California

California is vulnerable to increasing heat, melting snowpack, droughts, sea level rise and wildfires

California’s climate is already changing. Southern California has warmed about three degrees Fahrenheit in the last century and the rest of the state is becoming warmer. California can expect increasing frequency and intensity of heat waves, reduced snowpack, reduced rainfall and increasing frequency and intensity of wildfires due to drier conditions. Drought and increased heat especially threaten California’s agriculture industry.

  • Increasing temperatures: The Southwest is already one of the driest and hottest regions in the US. Increasing temperatures will only exacerbate challenges already present such as heat waves, crop failure, drought, and reduced snowpack, posing increasing threats and costs to public health in New Mexico cities especially. A Risky Business report projects the number of days per year of temperatures at or above 95 degrees Fahrenheit will increase by 13 to 28 additional days by mid-century, and an additional 33 to 70 days by the end of the century. That’s one to two months of additional days of extreme heat for babies being born right now in this region. As heat waves become more frequent and intense due to climate change, Californians will be at greater risk of health impacts. The 2006 heat wave, a glimpse of what warming will bring, caused over 140 deaths.
  • Melting Snowpack: Snowpack and streamflow are projected to decline in California, reducing the reliability of surface water for cities, farmers and ecosystems. Reduced water availability combined with increasing temperatures threaten crops and animal agriculture in California.
  • Drought: Climate change is linked to California’s drought by two mechanisms: rising temperatures and changing atmospheric patterns conducive to diminishing rains. Together these mechanisms have contributed to severe and unprecedented drought in the state. Persistent hot and dry weather led to five years of acute drought in California from 2011 through 2016, an event worsened by climate change that cost the state over $3 billion in 2015 and 2016. Record breaking temperatures have been a key driver of the drought. A second climate-linked driver is the “ridiculously resilient ridge” of high pressure that has kept rain from the state.  
  • Wildfires: Climate change is exacerbating the ingredients that contribute to wildfires: heat, drought, and dead trees. All of these ingredients have increased the number and scale of wildfires in California. 14 of California’s 20 worst wildfires have occurred in just the last ten years. The increasing fire risk for California is a due to climate change. In just one year, (2015) wildfires cost insurers over a billion dollars, while total economic costs from 2015’s fires will be over two billion. The state has spent over $336 million fighting the fires in 2015 and 2016, a figure that doesn’t include economic costs.
  • Adaptation: On November 14, 2008, Governor Schwarzenegger ordered the California Natural Resources Agency to develop a Climate Adaptation Strategy in coordination with local, regional, state and federal public and private entities.

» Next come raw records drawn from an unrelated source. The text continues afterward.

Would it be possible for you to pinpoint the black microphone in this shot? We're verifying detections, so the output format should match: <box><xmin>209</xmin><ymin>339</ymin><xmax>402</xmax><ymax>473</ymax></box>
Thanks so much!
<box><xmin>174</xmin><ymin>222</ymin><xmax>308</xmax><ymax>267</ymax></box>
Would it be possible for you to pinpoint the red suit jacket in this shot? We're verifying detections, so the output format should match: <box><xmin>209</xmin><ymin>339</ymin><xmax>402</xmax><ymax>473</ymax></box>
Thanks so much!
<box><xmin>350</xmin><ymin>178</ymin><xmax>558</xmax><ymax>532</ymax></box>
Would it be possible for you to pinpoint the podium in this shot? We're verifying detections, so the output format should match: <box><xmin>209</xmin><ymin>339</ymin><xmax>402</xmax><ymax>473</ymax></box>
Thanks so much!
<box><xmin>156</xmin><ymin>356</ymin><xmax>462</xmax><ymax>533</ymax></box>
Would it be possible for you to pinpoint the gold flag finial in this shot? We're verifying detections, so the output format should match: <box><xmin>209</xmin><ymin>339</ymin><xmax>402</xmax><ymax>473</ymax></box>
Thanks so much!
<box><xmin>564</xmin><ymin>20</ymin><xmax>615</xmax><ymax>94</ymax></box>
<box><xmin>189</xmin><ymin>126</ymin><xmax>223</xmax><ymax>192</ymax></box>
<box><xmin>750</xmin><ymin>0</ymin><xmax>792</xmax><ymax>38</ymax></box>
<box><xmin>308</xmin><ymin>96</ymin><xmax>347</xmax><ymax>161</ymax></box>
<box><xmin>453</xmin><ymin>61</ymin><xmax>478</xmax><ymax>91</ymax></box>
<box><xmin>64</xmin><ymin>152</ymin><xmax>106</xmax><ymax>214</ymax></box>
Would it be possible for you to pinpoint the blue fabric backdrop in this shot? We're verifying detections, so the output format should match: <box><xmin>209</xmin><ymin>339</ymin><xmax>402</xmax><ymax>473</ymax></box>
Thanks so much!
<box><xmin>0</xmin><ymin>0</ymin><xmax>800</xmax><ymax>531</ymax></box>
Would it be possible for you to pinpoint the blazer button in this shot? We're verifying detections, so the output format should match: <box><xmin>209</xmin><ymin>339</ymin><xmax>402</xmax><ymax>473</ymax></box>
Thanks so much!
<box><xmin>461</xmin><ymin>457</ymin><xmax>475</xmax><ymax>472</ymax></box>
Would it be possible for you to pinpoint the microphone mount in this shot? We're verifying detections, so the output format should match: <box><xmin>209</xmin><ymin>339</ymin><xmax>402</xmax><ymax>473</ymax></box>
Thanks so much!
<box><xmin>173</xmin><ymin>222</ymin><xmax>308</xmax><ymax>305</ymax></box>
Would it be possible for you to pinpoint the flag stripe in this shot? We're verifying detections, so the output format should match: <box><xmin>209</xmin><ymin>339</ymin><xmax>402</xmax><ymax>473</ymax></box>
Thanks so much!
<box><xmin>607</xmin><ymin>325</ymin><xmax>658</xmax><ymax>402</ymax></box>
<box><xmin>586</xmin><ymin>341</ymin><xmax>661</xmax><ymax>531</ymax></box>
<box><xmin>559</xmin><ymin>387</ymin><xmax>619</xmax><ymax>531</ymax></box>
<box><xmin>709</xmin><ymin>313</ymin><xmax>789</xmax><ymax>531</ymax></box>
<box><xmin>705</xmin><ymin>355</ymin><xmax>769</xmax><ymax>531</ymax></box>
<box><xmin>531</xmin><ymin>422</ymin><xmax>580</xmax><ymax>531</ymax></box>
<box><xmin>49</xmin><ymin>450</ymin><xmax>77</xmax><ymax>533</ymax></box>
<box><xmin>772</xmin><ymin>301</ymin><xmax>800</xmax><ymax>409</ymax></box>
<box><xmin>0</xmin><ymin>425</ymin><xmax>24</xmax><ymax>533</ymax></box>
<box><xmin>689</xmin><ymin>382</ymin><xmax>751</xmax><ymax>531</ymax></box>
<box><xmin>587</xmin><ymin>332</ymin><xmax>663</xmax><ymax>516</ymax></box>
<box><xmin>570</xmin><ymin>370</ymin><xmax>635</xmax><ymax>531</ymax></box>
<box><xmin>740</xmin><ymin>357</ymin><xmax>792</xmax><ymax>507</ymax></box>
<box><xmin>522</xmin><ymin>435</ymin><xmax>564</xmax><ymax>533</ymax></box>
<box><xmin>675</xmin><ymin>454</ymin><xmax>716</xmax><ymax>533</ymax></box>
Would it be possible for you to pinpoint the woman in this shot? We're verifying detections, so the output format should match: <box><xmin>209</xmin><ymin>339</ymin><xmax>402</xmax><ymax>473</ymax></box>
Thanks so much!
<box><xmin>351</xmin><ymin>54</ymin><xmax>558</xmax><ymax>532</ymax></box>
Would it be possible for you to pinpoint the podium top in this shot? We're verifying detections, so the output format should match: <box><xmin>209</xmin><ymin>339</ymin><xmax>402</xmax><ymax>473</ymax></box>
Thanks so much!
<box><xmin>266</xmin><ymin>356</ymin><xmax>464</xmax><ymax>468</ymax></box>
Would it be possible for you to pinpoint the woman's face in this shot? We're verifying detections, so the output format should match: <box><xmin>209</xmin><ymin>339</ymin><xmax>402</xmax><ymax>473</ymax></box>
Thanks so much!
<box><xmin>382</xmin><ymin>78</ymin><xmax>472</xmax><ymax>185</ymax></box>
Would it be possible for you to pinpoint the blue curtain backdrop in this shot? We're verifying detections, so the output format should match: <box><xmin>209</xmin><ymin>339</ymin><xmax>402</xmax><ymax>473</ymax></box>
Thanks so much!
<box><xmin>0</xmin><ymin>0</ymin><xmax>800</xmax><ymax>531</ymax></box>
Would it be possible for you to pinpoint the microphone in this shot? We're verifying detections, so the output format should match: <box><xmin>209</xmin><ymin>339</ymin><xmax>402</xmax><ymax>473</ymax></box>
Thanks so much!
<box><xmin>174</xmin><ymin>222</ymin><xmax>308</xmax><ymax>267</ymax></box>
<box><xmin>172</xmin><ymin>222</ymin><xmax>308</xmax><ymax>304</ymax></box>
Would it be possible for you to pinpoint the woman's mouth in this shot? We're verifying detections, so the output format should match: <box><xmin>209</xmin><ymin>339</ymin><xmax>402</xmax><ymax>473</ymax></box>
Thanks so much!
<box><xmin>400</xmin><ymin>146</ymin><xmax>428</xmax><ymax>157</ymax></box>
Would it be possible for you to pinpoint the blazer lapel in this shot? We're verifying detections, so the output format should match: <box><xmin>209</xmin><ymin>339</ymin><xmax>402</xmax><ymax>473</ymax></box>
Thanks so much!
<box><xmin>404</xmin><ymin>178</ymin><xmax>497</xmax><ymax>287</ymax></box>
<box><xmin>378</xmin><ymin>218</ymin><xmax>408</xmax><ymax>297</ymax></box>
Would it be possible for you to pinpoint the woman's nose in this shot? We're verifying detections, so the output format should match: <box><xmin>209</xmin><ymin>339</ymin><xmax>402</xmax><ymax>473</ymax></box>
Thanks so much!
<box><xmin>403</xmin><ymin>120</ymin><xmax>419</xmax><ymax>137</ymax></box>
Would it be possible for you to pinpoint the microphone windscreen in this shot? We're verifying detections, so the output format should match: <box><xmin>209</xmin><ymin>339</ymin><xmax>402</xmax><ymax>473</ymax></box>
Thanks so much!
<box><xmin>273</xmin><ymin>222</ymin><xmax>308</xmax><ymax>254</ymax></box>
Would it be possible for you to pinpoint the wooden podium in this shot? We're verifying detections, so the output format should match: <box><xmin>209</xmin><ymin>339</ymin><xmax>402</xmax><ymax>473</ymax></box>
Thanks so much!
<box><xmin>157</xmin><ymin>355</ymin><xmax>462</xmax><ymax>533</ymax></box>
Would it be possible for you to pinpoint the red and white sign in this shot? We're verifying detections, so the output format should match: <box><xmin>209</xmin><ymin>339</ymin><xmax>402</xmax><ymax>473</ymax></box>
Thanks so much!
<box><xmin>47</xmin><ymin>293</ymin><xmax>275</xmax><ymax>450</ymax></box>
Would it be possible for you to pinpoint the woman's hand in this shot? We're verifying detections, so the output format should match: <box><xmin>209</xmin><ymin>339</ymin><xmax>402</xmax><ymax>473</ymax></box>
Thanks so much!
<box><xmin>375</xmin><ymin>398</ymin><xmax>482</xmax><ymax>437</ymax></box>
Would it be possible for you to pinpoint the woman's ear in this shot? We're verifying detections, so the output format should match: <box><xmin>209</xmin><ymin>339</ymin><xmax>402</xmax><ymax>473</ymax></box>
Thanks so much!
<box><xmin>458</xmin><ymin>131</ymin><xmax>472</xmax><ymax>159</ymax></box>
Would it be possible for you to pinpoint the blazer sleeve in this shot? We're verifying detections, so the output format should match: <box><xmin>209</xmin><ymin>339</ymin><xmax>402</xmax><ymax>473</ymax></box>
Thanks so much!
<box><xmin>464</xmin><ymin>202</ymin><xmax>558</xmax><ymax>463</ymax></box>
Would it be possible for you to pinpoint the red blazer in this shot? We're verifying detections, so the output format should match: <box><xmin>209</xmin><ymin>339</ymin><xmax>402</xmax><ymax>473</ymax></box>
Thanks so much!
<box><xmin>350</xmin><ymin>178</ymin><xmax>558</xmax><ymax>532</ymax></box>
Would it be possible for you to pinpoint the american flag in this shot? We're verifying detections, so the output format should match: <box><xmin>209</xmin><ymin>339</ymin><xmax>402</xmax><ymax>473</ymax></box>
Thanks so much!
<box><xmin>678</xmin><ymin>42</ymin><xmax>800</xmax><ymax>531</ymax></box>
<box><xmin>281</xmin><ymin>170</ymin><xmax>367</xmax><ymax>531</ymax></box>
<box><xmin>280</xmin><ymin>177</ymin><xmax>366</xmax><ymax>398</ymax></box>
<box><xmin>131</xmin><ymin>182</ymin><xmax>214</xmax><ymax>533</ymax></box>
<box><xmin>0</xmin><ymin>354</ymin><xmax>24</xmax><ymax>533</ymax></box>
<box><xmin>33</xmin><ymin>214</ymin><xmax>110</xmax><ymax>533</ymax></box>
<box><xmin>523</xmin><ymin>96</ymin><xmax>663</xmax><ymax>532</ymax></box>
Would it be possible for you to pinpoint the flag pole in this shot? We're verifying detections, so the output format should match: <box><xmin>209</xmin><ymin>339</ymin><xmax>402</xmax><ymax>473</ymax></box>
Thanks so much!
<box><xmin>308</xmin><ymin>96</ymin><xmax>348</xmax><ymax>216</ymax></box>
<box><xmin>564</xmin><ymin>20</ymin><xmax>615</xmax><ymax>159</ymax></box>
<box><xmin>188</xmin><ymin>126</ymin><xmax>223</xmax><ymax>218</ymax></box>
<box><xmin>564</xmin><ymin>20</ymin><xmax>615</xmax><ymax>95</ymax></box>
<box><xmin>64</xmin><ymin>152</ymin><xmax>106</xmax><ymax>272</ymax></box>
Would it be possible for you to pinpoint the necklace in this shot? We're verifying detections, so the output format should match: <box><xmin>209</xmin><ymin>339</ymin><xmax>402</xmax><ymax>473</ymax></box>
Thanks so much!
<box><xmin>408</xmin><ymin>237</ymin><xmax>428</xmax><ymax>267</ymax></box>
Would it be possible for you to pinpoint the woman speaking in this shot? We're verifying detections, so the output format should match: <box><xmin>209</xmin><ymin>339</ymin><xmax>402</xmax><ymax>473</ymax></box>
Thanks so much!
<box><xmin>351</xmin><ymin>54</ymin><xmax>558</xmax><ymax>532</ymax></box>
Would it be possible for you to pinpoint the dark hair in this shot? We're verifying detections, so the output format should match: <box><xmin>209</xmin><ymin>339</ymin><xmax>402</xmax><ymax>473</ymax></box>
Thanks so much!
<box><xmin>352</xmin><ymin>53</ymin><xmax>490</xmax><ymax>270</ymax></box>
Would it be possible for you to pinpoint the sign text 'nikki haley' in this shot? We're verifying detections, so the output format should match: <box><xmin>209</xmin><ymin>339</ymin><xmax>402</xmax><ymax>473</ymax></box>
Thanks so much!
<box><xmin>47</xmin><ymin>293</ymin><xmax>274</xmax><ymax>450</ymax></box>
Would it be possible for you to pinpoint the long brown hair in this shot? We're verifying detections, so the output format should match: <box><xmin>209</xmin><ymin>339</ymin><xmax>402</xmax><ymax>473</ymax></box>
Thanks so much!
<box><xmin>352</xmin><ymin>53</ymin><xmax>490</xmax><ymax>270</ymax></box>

California residents support clean energy and climate regulations

California leads in solar and wind energy

  • California continues to be the leading solar market in the United States. An abundance of sun and supportive energy policies have created a strong solar industry. California ranked 1st in installed solar capacity in 2016, with 19,000 MW installed and over 4.8 million homes being powered by solar. The solar industry employs nearly 100,000 people in over 2,600 companies across the value chain.
  • California led the world in wind energy development through much of the 1980s and 1990s. Currently the state ranks 4th in the nation for wind generation, with 5,656 MW of capacity installed. That’s enough to power 1.3 million homes. The wind industry provides 3,000-4,000 jobs in the state and is home to at least 12 wind-related manufacturing facilities.
  • California passed a renewable portfolio standard in 2015 which requires utilities to generate 50% of their 2030 sales from renewable sources.
  • California ranked third in the nation in oil refining capacity as of January 2016, with a combined capacity of almost 2 million barrels per calendar day from the state’s 18 operable refineries.
  • In 2014, California’s per capita energy consumption ranked 49th in the nation; the state’s low use of energy was due in part to its mild climate and its energy efficiency programs.
  • In 2015, California ranked fourth in the nation in conventional hydroelectric generation and first as a producer of electricity from biomass, geothermal and solar energy.
  • In 2015, California ranked 15th in net electricity generation from nuclear power after one of the state’s two nuclear plants, the San Onofre Nuclear Generating Station, permanently ceased operations in June 2013.  
  • California is a leader in clean tech, electric vehicles, energy efficiency and other measures.